Thursday, April 12, 2018

Review: Deliverance

Deliverance Deliverance by James Dickey
My rating: 4 of 5 stars

I think James Dickey’s “The Heaven of Animals” is one of the most compelling poems of the last half century. That doesn’t mean it’s necessarily among the very best – although it could be – but that it’s a call to consider our place in the world as either predator or prey. It happens to be powerfully written, and I’ve found it one of the best things to teach in introductory college literature settings, but above all it asks us to consider who we are if we neither hunting nor being hunted.

After all these years, I’d never read Deliverance. If you grew up when I did, though, you knew the song “Dueling Banjos” and you knew the phrase, “Squeal like a piggy” – neither of which I really understood at age 10 and neither of which appears directly in the novel. Still, now that I’ve read this, I understand both the power of the film (which I have never seen all the way through) and more of what Dickey may have been driving at in “The Heaven of Animals.”

Half of this book is the poetic meditation I expected on the distinction between the tedium of civilization and the thrill of life-as-survival. It opens with our narrator, Ed Gentry, recounting the irritating details of his life as an advertising executive. He’s worked to stay tough, but he’s in awe of his handsomer, stronger, more capable friend Lewis. So, when Lewis proposes a trip down the river through a north Georgia river about to be dammed up, it seems a last chance to grasp a vanishing outdoor world.

It's worth noting as well that the book ends in a similar “civilized” conflict – this one between potential conflicting stories about what took place on the river, in the inaccessible places of the world.

The other half of this book, though, is a classic thriller. It’s the middle section, and it pits man against man in a life-or-death showdown. Ed is initially hunted, and then he does the hunting.

This part is “Heaven of Animals” made literal, but a lot of the poetry gets lost in the translation. We get some powerful language about despair and last remnants of strength being just sufficient to the task, but somehow the urgency of the insight gets lost. Ed does what he has to do survive, but it certainly doesn’t ennoble him, and it doesn’t quite seem to give him the purpose that the poem celebrates. There’s nothing awe-inspiring about his [SPOILER] sending a razor-sharp arrow into a man’s throat. It’s an ugly and bloody instant.

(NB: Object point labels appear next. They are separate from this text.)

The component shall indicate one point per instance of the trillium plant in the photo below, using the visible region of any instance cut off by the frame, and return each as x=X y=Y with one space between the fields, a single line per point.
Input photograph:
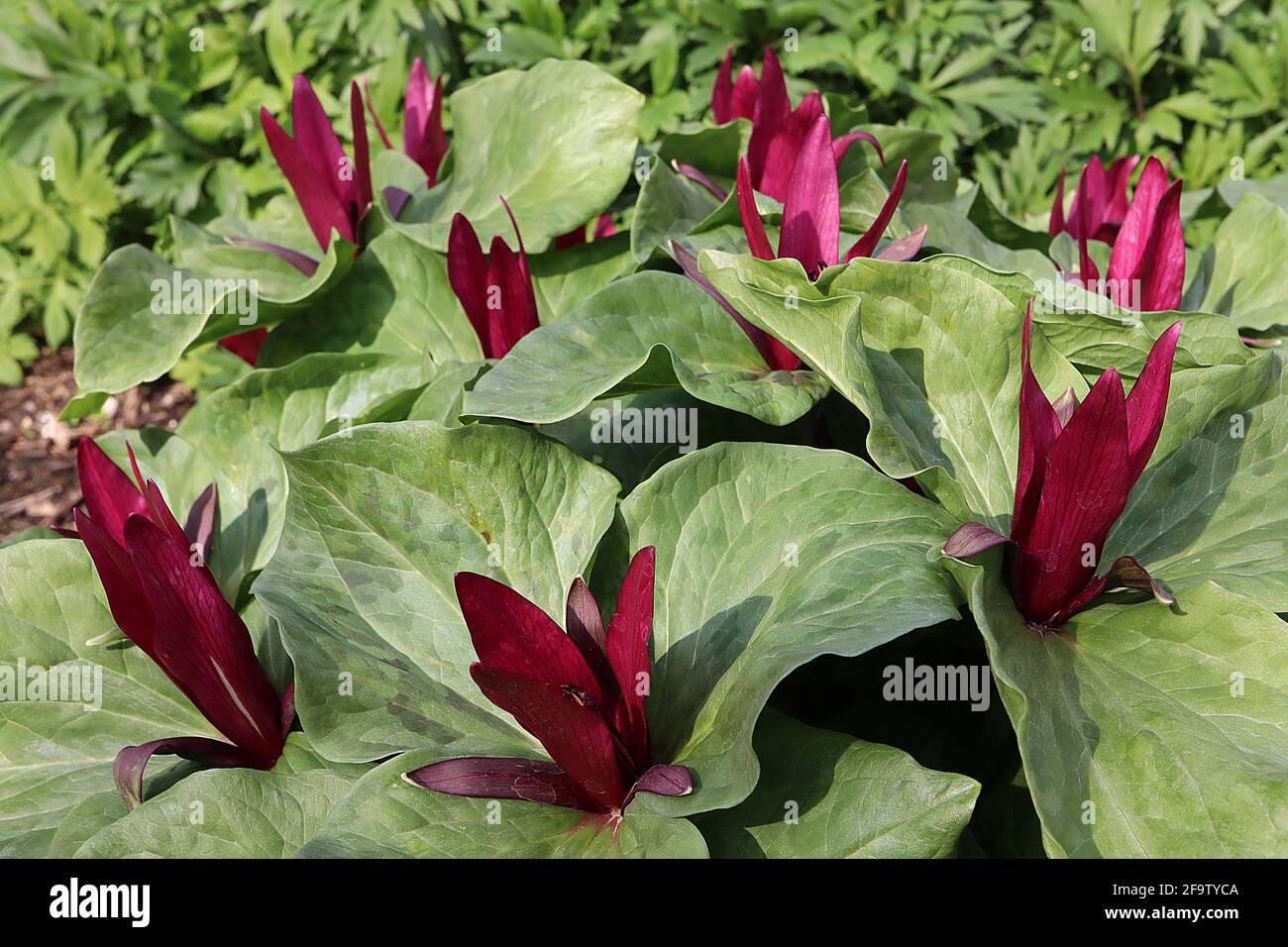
x=166 y=602
x=587 y=471
x=580 y=693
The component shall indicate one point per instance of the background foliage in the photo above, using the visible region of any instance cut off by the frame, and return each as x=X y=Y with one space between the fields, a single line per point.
x=137 y=129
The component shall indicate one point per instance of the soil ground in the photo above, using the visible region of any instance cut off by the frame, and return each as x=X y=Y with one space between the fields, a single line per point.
x=38 y=476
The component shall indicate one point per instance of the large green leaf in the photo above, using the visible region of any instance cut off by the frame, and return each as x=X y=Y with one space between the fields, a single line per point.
x=563 y=278
x=279 y=283
x=828 y=795
x=930 y=354
x=120 y=342
x=590 y=432
x=647 y=331
x=951 y=232
x=231 y=813
x=385 y=815
x=56 y=754
x=395 y=299
x=1241 y=270
x=767 y=557
x=1210 y=505
x=376 y=525
x=1145 y=729
x=670 y=206
x=232 y=438
x=557 y=141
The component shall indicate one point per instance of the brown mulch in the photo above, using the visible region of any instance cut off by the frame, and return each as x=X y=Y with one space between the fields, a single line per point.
x=38 y=478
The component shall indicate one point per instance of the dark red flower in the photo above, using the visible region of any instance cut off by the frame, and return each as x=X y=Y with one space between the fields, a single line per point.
x=778 y=132
x=167 y=603
x=245 y=346
x=1146 y=264
x=1077 y=467
x=580 y=693
x=424 y=140
x=494 y=290
x=334 y=192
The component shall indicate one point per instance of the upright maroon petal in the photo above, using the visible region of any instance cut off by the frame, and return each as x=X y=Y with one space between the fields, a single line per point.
x=110 y=496
x=721 y=97
x=784 y=151
x=361 y=155
x=1038 y=431
x=811 y=213
x=604 y=227
x=511 y=634
x=1125 y=262
x=424 y=138
x=1093 y=189
x=127 y=598
x=629 y=635
x=1146 y=405
x=751 y=223
x=201 y=643
x=576 y=737
x=313 y=189
x=518 y=312
x=200 y=525
x=467 y=272
x=1083 y=492
x=433 y=146
x=746 y=91
x=773 y=108
x=130 y=762
x=864 y=245
x=317 y=140
x=1116 y=208
x=587 y=630
x=1163 y=263
x=485 y=777
x=245 y=346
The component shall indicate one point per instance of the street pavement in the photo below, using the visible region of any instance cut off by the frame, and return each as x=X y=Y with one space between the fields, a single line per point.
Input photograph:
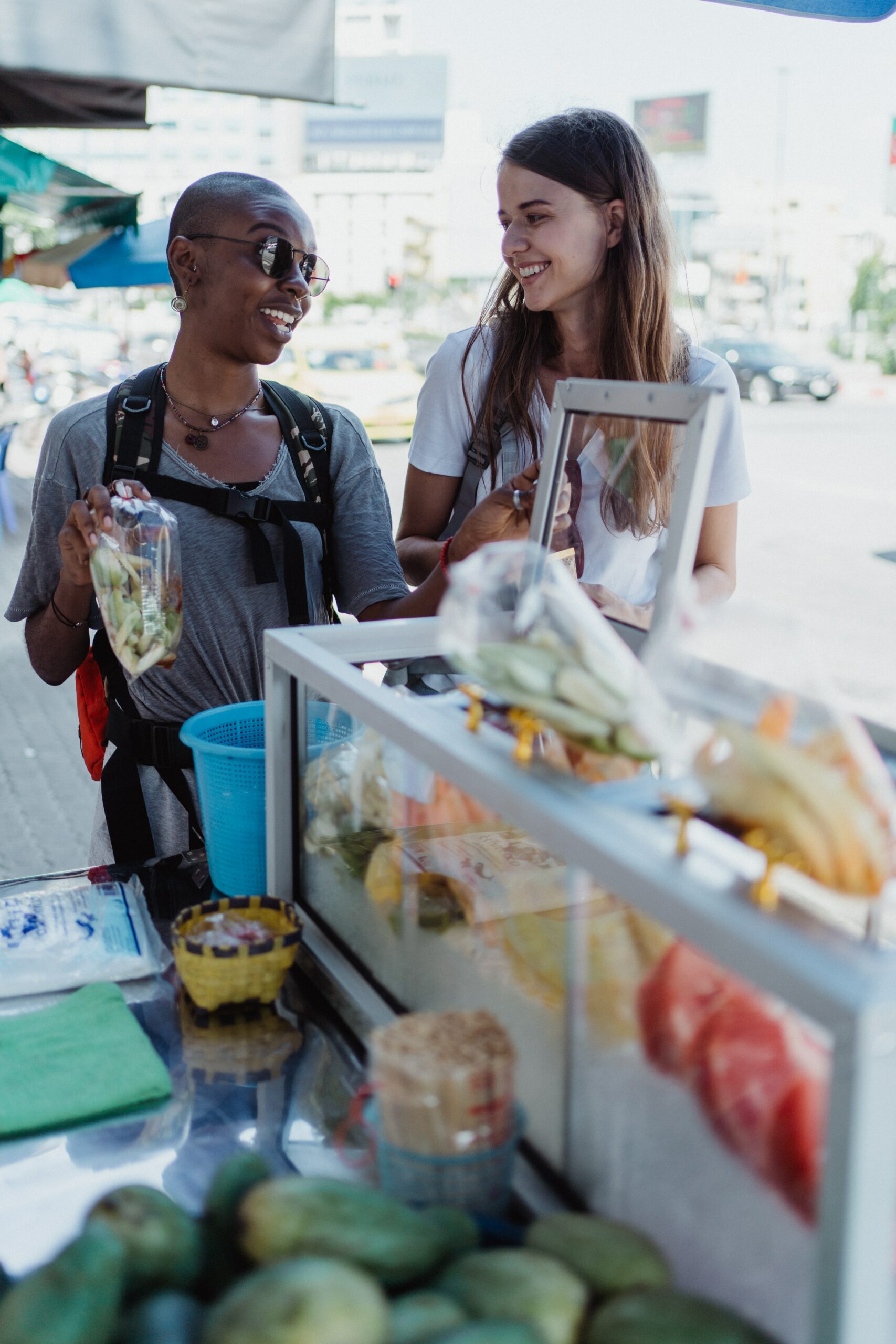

To be fair, Dickey drives that point home by having Ed fall on his own arrow in the same exchange. Ed nearly kills himself in the moment of the killing that he does, and I admire the ambiguity that gives us. Much of its potential for poetry vanishes, though, under the weight of the thriller unspooling around it: we want to know whether Ed will survive.

As a bottom line, then, I do recommend this book – one I saw on every shelf of every one of my friends’ parents in the middle 1970s. I can’t tell how well it holds up altogether, and it’s particularly disturbing in this Trump era to see how much of it turns on the fundamental inability for the ‘elites’ of the city to communicate with the left-behind people of the rural spaces. In the end, though, Dickey is such a talented wordsmith, and he’s wrestling with such primal questions, that the still-thrilling conflict at the heart doesn’t entirely obscure the poetic question that lies even deeper.